Follis constitutes a whole that develops by points, where the repeated pneumatic objects trace out a space of the imaginary in a given place, as much through the presence of these simple objects as through the emptiness that links them.

Objects are used as a pre-existing architecture or structure on which different ornamental elements come to be fixed.

A Net where elastic bands punctuate the metal structure and give the drawing its precise form.

Each reference to a work is like a point in a numbered drawing, it is the liaisons between the different actions which constitute the work. A succession of rebus forms like a giving shape to a space between fiction and reality. An intermingling of the fictive and the real.

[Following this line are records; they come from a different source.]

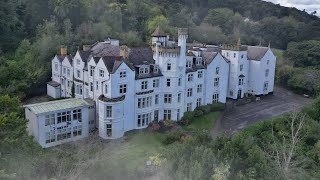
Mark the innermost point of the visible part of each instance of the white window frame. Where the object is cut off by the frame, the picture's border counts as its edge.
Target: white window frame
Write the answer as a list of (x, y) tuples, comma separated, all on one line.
[(169, 67), (167, 114), (101, 73), (144, 85), (200, 74), (123, 74), (156, 83), (190, 77), (108, 111), (167, 98), (122, 89), (216, 82), (215, 97), (189, 92)]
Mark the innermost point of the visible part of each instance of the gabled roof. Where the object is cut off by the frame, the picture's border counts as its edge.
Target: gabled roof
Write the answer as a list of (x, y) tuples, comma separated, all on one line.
[(158, 33), (57, 105), (104, 49), (208, 57), (62, 57), (84, 55), (256, 52), (138, 56), (112, 63)]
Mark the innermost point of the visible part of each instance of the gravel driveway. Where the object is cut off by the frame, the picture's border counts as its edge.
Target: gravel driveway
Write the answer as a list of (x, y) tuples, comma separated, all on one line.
[(235, 119)]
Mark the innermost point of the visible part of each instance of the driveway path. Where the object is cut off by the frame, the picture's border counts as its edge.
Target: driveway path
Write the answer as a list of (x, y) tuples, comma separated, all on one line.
[(235, 119)]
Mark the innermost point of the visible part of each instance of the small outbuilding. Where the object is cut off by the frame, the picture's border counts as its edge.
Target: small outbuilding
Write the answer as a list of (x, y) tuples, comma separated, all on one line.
[(57, 122)]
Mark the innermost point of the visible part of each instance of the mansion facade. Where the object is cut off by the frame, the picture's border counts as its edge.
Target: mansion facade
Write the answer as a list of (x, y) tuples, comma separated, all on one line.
[(132, 87)]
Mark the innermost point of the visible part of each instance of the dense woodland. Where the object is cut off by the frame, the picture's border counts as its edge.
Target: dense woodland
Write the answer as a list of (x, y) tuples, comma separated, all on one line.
[(31, 32)]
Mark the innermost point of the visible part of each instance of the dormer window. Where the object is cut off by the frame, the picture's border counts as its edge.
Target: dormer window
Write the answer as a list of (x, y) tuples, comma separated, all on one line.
[(123, 74), (199, 61), (155, 69), (169, 66), (101, 73), (144, 70), (189, 64)]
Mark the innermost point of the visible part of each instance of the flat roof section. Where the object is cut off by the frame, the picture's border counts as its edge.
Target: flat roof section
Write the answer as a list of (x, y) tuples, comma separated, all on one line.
[(58, 105)]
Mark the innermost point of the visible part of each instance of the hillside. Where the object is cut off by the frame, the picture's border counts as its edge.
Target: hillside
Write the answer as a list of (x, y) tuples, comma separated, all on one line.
[(31, 31)]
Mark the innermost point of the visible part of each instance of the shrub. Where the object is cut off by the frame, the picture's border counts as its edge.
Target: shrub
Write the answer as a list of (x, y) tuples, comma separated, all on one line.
[(188, 116), (184, 122), (172, 137), (154, 126)]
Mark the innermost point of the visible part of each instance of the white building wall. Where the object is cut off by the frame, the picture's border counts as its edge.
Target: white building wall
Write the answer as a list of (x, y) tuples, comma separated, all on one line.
[(37, 128), (223, 76)]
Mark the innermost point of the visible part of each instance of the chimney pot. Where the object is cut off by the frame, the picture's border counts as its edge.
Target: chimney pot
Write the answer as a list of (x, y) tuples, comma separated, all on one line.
[(63, 50)]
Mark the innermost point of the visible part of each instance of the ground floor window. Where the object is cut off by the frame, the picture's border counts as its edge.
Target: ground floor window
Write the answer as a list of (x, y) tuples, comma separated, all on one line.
[(265, 86), (50, 137), (79, 89), (167, 114), (63, 117), (77, 115), (178, 114), (50, 119), (143, 119), (63, 133), (215, 98), (198, 102), (189, 107), (77, 131), (109, 130)]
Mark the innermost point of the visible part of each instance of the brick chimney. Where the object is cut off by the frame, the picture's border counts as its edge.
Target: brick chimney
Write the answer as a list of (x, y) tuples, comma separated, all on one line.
[(63, 50), (86, 47), (124, 52)]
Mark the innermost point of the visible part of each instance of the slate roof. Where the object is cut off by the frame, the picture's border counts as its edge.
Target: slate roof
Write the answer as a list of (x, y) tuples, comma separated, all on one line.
[(112, 63), (62, 57), (84, 55), (53, 83), (209, 56), (158, 33), (138, 56), (57, 105), (256, 52), (104, 49)]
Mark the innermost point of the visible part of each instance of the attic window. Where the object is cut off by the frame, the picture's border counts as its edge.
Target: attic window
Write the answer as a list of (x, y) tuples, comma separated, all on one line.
[(155, 69), (188, 65), (144, 70), (199, 61)]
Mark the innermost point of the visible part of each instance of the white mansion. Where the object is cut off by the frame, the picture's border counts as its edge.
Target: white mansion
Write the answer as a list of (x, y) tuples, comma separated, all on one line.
[(135, 86)]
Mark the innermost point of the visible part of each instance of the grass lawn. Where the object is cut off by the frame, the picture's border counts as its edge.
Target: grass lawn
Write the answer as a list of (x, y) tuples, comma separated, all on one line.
[(124, 158), (203, 123)]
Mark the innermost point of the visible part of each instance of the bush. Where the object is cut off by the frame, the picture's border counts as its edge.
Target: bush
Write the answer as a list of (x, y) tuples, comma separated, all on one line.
[(198, 113), (188, 116), (172, 137), (154, 126)]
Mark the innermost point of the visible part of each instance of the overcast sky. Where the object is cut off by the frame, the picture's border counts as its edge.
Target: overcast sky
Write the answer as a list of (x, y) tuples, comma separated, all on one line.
[(308, 5)]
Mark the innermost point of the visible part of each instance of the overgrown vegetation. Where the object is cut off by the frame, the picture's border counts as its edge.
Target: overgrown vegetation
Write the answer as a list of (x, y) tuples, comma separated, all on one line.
[(31, 31), (281, 148), (298, 69)]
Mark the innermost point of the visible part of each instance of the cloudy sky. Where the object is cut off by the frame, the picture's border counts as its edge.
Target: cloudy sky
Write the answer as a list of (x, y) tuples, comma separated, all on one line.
[(308, 5)]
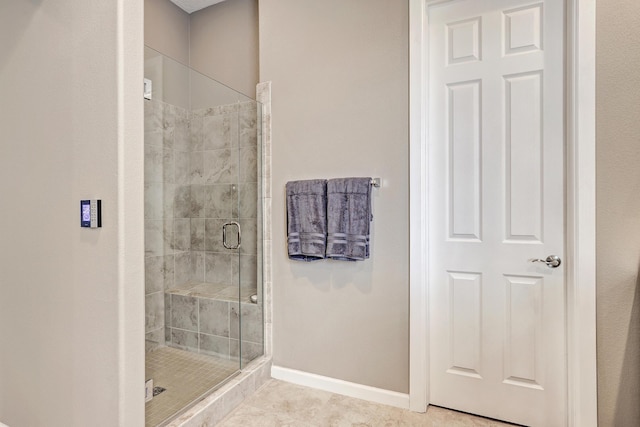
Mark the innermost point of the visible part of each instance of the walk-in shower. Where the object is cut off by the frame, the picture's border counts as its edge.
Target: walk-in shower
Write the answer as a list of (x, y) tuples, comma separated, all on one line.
[(203, 235)]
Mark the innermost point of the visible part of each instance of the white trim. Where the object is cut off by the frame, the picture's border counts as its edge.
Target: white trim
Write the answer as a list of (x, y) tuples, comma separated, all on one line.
[(359, 391), (418, 307), (581, 286), (581, 216)]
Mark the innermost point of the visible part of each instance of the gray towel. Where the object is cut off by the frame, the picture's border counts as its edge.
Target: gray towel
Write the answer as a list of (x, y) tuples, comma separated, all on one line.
[(348, 218), (307, 219)]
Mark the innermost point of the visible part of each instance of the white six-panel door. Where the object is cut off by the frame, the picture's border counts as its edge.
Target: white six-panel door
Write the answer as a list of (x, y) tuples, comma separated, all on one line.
[(496, 197)]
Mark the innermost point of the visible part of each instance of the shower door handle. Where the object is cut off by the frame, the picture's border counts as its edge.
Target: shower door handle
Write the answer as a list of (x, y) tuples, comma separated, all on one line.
[(224, 235)]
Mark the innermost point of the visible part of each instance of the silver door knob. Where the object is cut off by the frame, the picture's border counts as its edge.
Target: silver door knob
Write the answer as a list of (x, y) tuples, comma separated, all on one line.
[(224, 235), (552, 261)]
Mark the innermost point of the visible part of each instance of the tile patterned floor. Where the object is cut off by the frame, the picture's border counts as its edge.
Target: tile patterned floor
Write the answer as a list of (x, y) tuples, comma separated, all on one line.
[(186, 376), (280, 404)]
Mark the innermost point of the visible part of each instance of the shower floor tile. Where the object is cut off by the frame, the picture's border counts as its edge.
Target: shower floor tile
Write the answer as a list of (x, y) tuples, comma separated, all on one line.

A volume unfolds in the space of another volume, each element operates a progressive slippage of forms which refer to exterior forms.
To escape from, to break with representation to just leave the presence of the elements of the structure.
The pieces gain their identity at the moment when they assume their place in the space.
To attach, the impression of a continuous form that has a relationship with the place.
Fragments and pieces of a puzzle, a corollary assembly, each object is confronted with its own nature, its process, is answerable to itself and participates in the organism.
It suggests, structures: full, empty, inside, outside, the wrong way round, the right way round, material and form.

A pattern.
Like a numbered drawing, from one point to another, the repeated pneumatic objects trace the space of the imaginary.

Swollen, a balloon filled with air, an occlusion of air, Follis

To work with a prosaic material, one somehow not fully solid, for instance the recuperation of inflatable inner tubes.
To make sculptures, simple or composed forms, linked by glass bottles, for example.
To make, that is to say to bind oneself to the limits and constraints of materials and to work with them in the most direct way. The practical side is essential.

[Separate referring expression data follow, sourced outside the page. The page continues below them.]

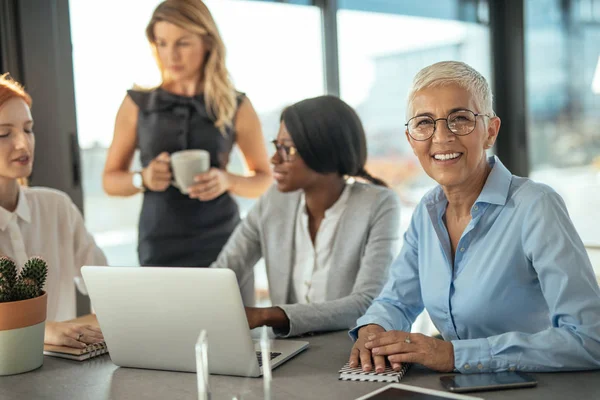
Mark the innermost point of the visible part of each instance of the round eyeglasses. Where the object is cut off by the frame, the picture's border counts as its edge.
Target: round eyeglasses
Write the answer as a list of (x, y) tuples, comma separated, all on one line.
[(286, 152), (460, 123)]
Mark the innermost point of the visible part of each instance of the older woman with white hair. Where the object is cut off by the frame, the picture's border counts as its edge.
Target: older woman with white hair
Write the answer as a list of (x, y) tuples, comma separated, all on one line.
[(494, 258)]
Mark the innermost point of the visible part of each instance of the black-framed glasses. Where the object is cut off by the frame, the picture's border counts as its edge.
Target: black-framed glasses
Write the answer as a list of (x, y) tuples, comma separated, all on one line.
[(460, 123), (286, 152)]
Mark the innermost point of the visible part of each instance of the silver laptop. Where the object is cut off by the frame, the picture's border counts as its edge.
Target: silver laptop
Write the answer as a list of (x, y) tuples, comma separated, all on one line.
[(151, 318)]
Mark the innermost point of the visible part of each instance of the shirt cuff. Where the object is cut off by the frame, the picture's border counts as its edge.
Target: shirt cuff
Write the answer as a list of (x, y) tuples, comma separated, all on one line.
[(368, 320), (472, 356)]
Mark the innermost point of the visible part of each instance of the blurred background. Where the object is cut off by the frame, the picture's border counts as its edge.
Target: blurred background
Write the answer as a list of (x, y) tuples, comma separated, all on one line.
[(542, 58)]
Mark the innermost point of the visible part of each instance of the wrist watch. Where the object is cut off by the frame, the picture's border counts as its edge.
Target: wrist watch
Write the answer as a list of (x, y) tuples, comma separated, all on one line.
[(138, 180)]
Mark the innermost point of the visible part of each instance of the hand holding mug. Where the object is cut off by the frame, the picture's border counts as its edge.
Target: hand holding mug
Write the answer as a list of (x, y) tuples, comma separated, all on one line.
[(157, 175), (210, 185)]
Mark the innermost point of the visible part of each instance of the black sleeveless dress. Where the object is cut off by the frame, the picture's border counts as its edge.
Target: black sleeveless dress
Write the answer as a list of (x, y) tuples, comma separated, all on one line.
[(175, 230)]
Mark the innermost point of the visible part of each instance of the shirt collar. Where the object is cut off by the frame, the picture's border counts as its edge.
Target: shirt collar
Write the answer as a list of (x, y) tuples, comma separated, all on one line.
[(495, 190), (22, 211)]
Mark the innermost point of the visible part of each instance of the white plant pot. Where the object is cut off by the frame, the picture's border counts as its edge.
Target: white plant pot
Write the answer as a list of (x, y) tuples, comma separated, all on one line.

The works are two, sometimes three dimensional objects and it is this formal ambivalence which gives the work its coherence.
This coherence is due to the structuring of the big composite pictures by the contours of the sculptures, to a material poetics in which materials become imbued with suggestions of the range of senses which they are capable of expressing and to a precise and playful combinatory inventiveness.
The cut-outs and elements super-imposed, the traced forms and the grafts in the works are as much objects in their own right, as allusions to other objects and bring to light an aesthetics of liaison.

What I am checking through the use of inner tubes and other inflatable, foldable, sewn, ligatured and fixed together textures, is the idea that, as is the case for living organisms

if it functions well, it is because everything is correctly assembled.